Leaderboard, taxonomy, and curated list of few-shot object detection papers.

Overview

Awesome Few-Shot Object Detection (FSOD)

Leaderboard, taxonomy, and curated list of few-shot object detection papers.

Maintainers: Gabriel Huang

For an introduction to the few-shot object detection framework read below, or check our our survey on few-shot and self-supervised object detection and its project page for full explanations, discussions on the pitfalls of the Pascal, COCO, and LVIS benchmarks used below, main takeaways and future research directions.

Contributing

If you want to add your paper or report a mistake, please create a pull request with all supporting information. Thanks!

Pascal VOC and MS COCO FSOD Leaderboard

In this table we distinguish Kang's Splits (Meta-YOLO) from TFA's splits (Frustratingly Simple FSOD), as the Kang splits have been shown to have high variance and overestimate performance for low number of shots (see for yourself -- check the difference between TFA 1-shot and Kang 1-shot in the table below).

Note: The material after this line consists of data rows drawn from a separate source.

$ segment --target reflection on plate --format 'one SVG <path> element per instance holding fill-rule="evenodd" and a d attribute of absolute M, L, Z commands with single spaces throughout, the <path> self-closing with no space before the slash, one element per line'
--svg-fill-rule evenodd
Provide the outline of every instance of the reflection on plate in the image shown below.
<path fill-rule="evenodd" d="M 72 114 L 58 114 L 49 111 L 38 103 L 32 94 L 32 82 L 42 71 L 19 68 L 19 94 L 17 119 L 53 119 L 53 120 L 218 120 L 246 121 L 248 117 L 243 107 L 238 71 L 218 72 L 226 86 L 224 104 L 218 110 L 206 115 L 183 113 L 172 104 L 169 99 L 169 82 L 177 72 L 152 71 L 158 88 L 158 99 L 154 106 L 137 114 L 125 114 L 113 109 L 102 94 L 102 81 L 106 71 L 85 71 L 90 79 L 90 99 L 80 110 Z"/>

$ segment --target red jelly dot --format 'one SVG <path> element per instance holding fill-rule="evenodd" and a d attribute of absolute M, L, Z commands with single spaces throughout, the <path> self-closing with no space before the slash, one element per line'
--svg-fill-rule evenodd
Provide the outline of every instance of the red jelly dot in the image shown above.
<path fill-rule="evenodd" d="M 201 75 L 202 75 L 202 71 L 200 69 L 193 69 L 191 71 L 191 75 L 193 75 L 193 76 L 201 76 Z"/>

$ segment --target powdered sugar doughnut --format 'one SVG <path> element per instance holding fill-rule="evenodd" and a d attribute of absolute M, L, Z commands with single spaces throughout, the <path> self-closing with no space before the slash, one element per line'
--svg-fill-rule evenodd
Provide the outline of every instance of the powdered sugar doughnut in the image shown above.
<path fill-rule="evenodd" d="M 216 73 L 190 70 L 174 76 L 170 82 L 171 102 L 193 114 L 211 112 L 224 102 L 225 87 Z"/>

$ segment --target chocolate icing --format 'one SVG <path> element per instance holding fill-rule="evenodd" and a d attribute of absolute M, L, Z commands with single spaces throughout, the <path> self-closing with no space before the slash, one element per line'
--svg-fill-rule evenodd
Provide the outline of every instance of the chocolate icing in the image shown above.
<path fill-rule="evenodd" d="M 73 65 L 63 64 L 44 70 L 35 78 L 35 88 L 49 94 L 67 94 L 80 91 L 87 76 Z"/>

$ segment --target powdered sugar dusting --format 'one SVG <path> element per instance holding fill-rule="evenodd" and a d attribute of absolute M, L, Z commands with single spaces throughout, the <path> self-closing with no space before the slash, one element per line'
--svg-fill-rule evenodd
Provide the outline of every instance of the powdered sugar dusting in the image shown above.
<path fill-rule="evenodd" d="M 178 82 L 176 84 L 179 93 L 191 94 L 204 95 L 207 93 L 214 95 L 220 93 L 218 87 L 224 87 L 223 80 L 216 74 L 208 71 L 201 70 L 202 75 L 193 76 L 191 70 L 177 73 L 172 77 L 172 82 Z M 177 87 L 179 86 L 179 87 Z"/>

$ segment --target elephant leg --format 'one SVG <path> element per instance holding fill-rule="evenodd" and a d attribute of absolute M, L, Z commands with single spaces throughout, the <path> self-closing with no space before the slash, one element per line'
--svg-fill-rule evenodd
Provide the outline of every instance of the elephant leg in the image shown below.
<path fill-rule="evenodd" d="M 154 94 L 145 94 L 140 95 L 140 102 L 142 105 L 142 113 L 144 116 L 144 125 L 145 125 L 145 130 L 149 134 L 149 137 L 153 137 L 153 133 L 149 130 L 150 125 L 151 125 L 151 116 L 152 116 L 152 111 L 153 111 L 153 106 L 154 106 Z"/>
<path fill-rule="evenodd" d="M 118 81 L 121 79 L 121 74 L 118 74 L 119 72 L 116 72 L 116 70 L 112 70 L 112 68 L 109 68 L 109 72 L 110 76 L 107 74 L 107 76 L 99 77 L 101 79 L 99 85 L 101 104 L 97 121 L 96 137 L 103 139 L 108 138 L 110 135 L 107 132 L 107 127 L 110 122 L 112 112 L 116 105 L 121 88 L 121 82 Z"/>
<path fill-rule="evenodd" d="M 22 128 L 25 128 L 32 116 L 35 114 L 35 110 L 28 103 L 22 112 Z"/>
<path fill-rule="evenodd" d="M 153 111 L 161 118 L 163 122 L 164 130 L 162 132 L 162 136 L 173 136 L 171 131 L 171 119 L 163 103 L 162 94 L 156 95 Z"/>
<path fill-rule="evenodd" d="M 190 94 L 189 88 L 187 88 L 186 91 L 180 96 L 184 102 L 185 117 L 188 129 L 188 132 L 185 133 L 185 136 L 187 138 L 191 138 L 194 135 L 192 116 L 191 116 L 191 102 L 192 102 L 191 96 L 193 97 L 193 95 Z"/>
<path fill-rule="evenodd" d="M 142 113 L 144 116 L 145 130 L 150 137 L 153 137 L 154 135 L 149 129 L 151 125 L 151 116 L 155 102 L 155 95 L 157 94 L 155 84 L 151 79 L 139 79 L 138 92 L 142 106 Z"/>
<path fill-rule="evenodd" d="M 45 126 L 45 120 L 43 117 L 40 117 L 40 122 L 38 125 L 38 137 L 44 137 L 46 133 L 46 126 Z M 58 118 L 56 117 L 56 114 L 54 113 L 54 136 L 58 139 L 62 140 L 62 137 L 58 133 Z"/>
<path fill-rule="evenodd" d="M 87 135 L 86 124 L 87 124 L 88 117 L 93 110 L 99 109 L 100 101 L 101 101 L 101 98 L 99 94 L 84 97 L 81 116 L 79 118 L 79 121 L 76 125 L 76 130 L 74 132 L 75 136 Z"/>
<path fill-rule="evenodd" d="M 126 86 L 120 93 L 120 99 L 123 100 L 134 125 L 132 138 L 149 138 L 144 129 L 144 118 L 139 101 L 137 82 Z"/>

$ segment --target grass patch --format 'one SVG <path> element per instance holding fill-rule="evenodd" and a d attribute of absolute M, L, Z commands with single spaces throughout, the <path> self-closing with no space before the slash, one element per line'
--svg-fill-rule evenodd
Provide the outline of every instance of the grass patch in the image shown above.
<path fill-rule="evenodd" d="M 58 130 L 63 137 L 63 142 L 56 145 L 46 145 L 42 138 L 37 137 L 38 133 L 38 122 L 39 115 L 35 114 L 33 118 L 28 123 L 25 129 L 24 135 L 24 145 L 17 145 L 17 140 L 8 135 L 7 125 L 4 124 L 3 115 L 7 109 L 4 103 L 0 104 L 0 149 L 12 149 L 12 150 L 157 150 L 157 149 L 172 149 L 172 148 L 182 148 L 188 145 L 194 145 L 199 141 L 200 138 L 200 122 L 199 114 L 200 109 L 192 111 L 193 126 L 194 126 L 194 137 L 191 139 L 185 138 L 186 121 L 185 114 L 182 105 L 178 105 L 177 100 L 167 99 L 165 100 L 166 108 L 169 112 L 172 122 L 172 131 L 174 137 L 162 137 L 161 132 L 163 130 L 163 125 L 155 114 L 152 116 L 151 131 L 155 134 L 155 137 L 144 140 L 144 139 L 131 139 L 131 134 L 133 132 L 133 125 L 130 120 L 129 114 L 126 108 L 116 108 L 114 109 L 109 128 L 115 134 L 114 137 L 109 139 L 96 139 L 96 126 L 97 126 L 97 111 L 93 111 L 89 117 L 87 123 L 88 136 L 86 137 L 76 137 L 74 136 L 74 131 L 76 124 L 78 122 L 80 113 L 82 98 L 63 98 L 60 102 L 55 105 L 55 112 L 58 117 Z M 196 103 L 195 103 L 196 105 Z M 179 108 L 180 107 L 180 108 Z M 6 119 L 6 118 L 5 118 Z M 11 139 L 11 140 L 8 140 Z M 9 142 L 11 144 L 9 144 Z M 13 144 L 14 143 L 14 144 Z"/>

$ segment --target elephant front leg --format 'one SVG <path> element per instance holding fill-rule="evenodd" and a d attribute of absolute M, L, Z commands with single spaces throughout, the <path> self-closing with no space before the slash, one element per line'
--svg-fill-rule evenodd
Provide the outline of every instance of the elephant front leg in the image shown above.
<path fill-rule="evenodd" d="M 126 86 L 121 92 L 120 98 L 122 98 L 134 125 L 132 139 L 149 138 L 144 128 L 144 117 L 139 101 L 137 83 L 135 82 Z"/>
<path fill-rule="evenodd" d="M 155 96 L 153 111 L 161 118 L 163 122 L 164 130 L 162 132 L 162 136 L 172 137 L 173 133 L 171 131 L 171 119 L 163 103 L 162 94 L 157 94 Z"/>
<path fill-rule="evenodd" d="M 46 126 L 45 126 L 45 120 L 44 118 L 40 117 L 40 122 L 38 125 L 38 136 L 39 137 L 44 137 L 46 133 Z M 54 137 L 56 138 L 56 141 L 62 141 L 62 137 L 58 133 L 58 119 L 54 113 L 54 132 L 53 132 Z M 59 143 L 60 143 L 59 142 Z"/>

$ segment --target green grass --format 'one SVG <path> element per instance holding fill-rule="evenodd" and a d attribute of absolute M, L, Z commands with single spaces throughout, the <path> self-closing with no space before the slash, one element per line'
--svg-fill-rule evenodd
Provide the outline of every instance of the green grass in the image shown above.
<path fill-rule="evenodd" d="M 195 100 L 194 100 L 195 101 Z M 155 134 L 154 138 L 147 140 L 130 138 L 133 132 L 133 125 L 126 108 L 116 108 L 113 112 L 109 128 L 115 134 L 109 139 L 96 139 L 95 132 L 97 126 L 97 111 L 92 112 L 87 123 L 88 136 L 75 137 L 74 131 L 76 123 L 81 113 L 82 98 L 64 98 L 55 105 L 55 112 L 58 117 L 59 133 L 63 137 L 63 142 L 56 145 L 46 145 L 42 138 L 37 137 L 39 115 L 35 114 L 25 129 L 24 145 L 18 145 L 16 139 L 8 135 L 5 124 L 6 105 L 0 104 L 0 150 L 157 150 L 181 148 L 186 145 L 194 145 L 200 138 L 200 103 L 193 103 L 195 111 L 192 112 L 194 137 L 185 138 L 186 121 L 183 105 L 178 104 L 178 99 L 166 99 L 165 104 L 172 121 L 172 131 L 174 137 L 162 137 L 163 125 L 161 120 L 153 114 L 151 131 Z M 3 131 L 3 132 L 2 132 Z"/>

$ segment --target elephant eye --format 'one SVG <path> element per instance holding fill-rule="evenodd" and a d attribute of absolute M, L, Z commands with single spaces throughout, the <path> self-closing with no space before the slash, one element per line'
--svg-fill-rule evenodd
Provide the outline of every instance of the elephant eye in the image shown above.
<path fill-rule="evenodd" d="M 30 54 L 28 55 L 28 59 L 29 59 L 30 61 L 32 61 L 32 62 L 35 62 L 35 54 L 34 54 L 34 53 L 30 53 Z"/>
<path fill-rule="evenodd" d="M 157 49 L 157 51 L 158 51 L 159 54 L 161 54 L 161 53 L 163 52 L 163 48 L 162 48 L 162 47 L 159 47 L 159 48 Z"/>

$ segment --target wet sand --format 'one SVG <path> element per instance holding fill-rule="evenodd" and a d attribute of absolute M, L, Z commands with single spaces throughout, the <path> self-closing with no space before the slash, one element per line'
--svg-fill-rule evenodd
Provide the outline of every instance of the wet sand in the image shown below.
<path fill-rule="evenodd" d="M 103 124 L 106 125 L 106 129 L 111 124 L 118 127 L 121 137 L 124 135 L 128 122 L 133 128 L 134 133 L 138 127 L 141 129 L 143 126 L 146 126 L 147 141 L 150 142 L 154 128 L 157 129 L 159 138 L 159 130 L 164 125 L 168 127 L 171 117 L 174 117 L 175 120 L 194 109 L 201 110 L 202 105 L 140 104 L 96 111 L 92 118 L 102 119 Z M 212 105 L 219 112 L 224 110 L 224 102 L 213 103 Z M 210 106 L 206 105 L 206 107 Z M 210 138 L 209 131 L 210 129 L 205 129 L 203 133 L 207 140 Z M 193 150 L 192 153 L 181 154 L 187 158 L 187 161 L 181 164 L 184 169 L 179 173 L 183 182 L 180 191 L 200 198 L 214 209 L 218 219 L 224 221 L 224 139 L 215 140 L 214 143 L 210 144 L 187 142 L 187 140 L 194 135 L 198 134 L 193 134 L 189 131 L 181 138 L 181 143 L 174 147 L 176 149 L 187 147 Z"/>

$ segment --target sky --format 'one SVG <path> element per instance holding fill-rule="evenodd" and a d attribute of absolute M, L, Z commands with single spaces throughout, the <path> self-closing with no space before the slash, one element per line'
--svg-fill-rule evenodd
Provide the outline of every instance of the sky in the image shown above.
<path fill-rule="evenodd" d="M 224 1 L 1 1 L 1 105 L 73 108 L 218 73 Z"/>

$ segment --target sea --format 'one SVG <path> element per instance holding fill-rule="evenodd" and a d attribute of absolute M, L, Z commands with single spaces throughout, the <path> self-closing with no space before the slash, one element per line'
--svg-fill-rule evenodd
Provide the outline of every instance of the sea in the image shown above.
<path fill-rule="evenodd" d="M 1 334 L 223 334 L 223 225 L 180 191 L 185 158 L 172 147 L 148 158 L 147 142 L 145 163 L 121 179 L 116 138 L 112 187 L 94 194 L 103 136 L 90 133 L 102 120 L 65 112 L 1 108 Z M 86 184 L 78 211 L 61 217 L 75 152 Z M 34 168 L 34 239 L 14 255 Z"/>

Name Type VOC TFA 1-shot (mAP50) VOC TFA 3-shot (mAP50) VOC TFA 10-shot (mAP50) VOC Kang 1-shot (mAP50) VOC Kang 3-shot (mAP50) VOC Kang 10-shot (mAP50) MS COCO 10-shot (mAP) MS COCO 30-shot (mAP)
LSTD finetuning - - - 8.2 12.4 38.5 - -
RepMet prototype - - - 26.1 34.4 41.3 - -
Meta-YOLO modulation 14.2 29.8 - 14.8 26.7 47.2 5.6 9.1
MetaDet modulation - - - 18.9 30.2 49.6 7.1 11.3
Meta-RCNN modulation - - - 19.9 35.0 51.5 8.7 12.4
Faster RCNN+FT finetuning 9.9 21.6 35.6 15.2 29.0 45.5 9.2 12.5
ACM-MetaRCNN modulation - - - 31.9 35.9 53.1 9.4 12.8
TFA w/fc finetuning 22.9 40.4 52.0 36.8 43.6 57.0 10.0 13.4
TFA w/cos finetuning 25.3 42.1 52.8 39.8 44.7 56.0 10.0 13.7
Retentive RCNN finetuning - - - 42.0 46.0 56.0 10.5 13.8
MPSR finetuning - - - 41.7 51.4 61.8 9.8 14.1
Attention-FSOD modulation - - - - - - 12.0 -
FsDetView finetuning 24.2 42.2 57.4 - - - 12.5 14.7
CME finetuning - - - 41.5 50.4 60.9 15.1 16.9
TIP add-on 27.7 43.3 59.6 - - - 16.3 18.3
DAnA modulation - - - - - - 18.6 21.6
DeFRCN prototype - - - 53.6 61.5 60.8 18.5 22.6
Meta-DETR modulation 20.4 46.6 57.8 - - - 17.8 22.9
DETReg finetuning - - - - - - 18.0 30.0

Few-Shot Object Detection Explained

We explain the few-shot object detection framework as defined by the Meta-YOLO paper (Kang's splits - full details here). FSOD partitions objects into two disjoint sets of categories: base or known/source classes, which are object categories for which we have access to a large number of training examples; and novel or unseen/target classes, for which we have only a few training examples (shots) per class. The FSOD task is formalized into the following steps:

  • 1. Base training.¹ Annotations are given only for the base classes, with a large number of training examples per class (bikes in the example). We train the FSOD method on the base classes.
  • 2. Few-shot finetuning. Annotations are given for the support set, a very small number of training examples from both the base and novel classes (one bike and one human in the example). Most methods finetune the FSOD model on the support set, but some methods might only use the support set for conditioning during evaluation (finetuning-free methods).
  • 3. Few-shot evaluation. We evaluate the FSOD to jointly detect base and novel classes from the test set (few-shot refers to the size of the support set). The performance metrics are reported separately for base and novel classes. Common evaluation metrics are variants of the mean average precision: mAP50 for Pascal and COCO-style mAP for COCO. They are often denoted bAP50, bAP75, bAP (resp. nAP50, nAP75, nAP) for the base and novel classes respectively, where the number is the IoU-threshold in percentage.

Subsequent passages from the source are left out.